И получил прямой, полный и ничего не объясняющий ответ. Такие в другом времени другого мира считались английскими:
— Чтобы уши не торчали.
— А голова у тебя не торчит? Или во рту тесно? Ты хоть понимаешь, что я теперь, поговорив с тобой, стал мертвецом? Что по возвращении меня немедленно возьмут к допросу?
Михаила прорвало, но он не кричал, а шипел, как змея.
— Кто возьмет, Михаил? Кто?
— А то ты не знаешь, кто? Не насмехайся над бедным негоциатором,
Клирик задумался. Влезать в борьбу за престол империи не хотелось. Но купец был один. И если он больше не приплывет… Или приплывет с командой убийц?
— Король франков носит корону, — сказал он наконец, — Как и любой мелкий правитель на этих островах. Любой епископ носит митру. У меня, у Немайн верх Дэффид, тоже есть обязательства и власть. Не царские.
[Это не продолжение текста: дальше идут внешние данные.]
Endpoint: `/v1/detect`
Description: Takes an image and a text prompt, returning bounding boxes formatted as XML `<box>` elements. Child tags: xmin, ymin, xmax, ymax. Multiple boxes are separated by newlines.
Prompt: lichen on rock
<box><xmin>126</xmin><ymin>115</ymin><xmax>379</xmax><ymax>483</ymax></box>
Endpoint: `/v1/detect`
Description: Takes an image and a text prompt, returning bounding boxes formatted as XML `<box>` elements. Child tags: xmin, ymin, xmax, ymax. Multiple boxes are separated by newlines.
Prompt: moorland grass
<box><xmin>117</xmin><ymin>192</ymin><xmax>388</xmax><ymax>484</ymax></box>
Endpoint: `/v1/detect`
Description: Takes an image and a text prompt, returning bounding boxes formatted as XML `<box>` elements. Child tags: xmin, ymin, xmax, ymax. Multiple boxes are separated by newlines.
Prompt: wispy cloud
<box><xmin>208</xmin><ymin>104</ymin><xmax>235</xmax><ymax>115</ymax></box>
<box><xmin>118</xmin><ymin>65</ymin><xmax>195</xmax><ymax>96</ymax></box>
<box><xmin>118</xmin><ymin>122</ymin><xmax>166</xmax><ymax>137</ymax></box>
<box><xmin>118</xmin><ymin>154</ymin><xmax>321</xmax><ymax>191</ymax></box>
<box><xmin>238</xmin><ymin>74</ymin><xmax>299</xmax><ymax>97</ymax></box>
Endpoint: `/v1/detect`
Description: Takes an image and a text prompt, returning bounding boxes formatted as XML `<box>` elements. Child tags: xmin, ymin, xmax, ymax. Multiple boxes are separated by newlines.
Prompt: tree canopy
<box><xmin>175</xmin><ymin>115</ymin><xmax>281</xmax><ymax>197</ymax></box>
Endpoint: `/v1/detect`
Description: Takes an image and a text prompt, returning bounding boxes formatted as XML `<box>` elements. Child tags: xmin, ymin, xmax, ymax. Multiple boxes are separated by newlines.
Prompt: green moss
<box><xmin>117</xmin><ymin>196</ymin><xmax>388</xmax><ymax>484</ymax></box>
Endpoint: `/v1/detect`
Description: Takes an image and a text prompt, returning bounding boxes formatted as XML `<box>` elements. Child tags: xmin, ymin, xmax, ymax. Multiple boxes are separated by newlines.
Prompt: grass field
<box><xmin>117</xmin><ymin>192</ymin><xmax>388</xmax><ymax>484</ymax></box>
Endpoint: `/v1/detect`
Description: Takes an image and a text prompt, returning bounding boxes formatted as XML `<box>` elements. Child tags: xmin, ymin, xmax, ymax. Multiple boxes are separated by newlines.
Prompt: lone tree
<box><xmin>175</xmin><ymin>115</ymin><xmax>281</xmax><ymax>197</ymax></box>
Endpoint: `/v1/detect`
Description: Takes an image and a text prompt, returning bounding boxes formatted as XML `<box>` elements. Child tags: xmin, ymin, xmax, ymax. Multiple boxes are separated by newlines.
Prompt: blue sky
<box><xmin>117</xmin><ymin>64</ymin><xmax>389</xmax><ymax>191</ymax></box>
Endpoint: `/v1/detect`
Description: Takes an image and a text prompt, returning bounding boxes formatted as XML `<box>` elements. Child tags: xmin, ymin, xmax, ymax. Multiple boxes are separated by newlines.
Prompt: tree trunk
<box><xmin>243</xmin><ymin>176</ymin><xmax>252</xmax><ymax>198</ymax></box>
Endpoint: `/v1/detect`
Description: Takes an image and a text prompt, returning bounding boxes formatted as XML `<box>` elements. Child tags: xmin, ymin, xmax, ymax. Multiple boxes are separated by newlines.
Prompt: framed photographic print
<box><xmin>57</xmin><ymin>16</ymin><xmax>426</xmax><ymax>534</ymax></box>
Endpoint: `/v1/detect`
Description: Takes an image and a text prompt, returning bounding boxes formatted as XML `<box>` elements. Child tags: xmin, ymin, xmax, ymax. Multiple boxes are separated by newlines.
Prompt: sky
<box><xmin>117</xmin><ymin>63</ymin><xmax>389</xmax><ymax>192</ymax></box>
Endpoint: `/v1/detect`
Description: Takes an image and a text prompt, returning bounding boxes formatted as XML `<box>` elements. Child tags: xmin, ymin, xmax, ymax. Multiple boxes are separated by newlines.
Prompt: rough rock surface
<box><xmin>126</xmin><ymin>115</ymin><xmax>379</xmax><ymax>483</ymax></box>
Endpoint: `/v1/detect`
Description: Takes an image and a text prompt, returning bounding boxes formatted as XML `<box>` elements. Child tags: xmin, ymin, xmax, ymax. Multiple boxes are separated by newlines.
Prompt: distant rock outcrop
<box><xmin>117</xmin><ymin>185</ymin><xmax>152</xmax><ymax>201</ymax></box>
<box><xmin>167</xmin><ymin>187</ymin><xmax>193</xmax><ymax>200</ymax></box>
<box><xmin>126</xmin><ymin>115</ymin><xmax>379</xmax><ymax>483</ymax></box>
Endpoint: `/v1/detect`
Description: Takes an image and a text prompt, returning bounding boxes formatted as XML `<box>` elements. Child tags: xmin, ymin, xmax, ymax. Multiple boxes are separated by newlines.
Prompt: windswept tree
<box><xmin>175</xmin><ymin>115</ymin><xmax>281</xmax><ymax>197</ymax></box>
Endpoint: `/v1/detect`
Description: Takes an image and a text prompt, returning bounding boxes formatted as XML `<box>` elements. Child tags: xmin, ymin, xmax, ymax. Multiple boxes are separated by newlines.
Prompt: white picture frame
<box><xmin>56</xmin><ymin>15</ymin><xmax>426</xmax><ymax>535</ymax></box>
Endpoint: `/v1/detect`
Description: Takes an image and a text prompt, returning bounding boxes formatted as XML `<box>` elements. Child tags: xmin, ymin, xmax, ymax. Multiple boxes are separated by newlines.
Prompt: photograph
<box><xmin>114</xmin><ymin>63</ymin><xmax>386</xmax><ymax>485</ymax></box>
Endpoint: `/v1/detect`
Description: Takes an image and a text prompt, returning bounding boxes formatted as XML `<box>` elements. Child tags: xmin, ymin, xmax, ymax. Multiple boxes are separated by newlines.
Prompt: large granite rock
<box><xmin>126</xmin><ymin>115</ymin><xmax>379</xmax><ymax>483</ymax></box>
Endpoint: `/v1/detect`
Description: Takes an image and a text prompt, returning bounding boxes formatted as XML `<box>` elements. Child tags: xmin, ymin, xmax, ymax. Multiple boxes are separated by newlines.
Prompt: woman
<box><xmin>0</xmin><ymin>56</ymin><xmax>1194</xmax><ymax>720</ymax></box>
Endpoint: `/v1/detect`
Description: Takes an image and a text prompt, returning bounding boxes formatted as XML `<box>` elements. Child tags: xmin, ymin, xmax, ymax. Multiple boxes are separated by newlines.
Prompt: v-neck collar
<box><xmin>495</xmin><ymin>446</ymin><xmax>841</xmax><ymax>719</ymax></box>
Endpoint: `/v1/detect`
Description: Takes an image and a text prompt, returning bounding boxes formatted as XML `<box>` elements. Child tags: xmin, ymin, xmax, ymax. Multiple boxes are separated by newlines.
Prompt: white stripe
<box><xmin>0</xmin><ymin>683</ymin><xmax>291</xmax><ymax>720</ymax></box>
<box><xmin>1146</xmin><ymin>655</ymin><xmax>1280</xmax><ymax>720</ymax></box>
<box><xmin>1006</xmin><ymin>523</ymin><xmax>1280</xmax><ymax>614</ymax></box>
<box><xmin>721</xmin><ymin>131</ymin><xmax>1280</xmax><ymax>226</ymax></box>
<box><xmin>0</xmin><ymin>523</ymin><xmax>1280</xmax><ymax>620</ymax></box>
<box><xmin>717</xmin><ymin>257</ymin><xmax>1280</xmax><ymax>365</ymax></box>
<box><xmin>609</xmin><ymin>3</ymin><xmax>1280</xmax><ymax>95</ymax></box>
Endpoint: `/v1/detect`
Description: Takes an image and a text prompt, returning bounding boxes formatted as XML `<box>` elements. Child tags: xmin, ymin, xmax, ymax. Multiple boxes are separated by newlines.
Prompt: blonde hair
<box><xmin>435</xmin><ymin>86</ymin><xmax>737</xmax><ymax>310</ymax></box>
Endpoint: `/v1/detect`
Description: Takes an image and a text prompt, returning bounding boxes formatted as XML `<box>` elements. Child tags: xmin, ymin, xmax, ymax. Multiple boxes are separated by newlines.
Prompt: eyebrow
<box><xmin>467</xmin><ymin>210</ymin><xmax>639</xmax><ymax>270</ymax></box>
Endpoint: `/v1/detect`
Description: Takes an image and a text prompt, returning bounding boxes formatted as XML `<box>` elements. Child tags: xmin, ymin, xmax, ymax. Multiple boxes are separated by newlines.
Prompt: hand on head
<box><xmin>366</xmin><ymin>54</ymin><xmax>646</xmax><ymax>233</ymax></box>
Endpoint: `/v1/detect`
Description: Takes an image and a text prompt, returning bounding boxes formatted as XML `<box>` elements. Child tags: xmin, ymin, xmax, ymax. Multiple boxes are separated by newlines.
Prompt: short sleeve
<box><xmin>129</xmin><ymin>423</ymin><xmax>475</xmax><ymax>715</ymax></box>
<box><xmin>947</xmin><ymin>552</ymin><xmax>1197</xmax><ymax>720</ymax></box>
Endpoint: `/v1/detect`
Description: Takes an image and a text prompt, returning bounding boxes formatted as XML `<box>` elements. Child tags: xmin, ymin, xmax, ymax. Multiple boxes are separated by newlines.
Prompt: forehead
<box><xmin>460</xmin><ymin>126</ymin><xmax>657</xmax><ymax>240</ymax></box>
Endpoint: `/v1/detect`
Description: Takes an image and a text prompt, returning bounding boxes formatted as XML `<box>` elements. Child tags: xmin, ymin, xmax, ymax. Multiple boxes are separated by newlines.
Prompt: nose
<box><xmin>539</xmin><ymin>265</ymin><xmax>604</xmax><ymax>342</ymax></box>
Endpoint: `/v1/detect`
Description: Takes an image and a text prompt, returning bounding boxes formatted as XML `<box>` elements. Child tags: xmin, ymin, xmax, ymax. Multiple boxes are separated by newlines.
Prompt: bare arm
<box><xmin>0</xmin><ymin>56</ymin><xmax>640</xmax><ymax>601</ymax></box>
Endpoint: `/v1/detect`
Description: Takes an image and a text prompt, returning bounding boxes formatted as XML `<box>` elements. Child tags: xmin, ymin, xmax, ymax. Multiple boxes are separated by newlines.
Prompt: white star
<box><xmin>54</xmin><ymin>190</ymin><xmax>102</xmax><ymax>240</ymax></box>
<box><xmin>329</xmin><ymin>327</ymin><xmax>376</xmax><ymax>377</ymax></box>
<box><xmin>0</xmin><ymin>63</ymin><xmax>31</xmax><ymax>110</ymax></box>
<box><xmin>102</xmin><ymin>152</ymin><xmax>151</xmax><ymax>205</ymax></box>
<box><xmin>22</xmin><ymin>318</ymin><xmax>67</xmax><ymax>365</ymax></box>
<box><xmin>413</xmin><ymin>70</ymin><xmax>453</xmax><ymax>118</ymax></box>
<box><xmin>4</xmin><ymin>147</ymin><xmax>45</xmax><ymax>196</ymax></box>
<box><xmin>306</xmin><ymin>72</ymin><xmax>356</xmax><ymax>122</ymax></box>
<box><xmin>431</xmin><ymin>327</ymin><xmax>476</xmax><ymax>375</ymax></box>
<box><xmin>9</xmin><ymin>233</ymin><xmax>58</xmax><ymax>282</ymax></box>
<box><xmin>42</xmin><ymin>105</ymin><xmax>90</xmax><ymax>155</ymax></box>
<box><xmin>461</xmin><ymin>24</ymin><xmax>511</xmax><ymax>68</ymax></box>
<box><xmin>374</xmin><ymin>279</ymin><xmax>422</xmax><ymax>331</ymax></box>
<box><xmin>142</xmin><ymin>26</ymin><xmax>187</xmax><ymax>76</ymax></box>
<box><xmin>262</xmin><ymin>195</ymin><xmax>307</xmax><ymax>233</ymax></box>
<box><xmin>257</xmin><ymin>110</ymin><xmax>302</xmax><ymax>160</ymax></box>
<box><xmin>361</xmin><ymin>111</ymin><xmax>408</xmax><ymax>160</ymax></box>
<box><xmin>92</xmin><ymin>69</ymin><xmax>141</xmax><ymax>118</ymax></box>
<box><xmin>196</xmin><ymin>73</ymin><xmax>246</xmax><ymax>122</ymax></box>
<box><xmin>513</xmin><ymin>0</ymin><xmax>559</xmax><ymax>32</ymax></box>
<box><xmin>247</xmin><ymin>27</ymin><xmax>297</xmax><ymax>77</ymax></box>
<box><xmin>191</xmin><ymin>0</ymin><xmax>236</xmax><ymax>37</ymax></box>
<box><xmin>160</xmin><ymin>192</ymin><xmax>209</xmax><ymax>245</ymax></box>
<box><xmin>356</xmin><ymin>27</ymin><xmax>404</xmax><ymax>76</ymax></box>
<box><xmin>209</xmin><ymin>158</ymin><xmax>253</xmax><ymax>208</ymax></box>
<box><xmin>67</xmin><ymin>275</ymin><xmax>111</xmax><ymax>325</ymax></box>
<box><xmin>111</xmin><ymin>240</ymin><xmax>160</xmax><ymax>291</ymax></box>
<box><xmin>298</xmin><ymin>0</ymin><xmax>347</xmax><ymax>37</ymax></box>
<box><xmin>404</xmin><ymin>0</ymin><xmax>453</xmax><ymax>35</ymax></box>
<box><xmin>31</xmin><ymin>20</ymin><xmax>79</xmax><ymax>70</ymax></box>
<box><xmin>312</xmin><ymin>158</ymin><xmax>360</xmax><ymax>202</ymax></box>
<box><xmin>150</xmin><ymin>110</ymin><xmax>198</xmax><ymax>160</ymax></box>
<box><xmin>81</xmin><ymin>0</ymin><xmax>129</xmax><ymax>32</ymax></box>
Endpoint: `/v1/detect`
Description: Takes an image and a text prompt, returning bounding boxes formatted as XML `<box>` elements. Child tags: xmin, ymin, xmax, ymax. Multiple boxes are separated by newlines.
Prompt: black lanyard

Не епископские. Свои. Собственные. Почему моя диадема должна волновать императора в Константинополе?
— Потому, что ты похожа на его тетку. Если позволишь, я покажу тебе одну картину.
Реакция гостьи на портрет оказалась странной. Сикамб отнюдь не ожидал, что базилисса пустит слезу. Но её интерес оказался очень отстранённым.
— Бедные девочки, — сказала она, — они еще живы? И как там, на острове?
— Я полагал, и подозреваю до сих пор, что одну из них вижу перед собой. Кроме диадемы, есть же и кольцо с камеей. Я охотно убедил бы моих людей, что это не так. А как на острове… Известно. Трава. Козы. Хижина или пещера. Часто — голод.
Уши взмахнули.
— Ты считаешь, что я — это она? — палец ткнул в изображение сероглазой, — Но она ребенок.
— Прошло семь лет.
— А зачем ты таскаешь эту картину с собой?
Купец рассказал о мытарствах с портретом. И заметил, что, на худой конец, мог бы забыть опасную вещь на чужбине.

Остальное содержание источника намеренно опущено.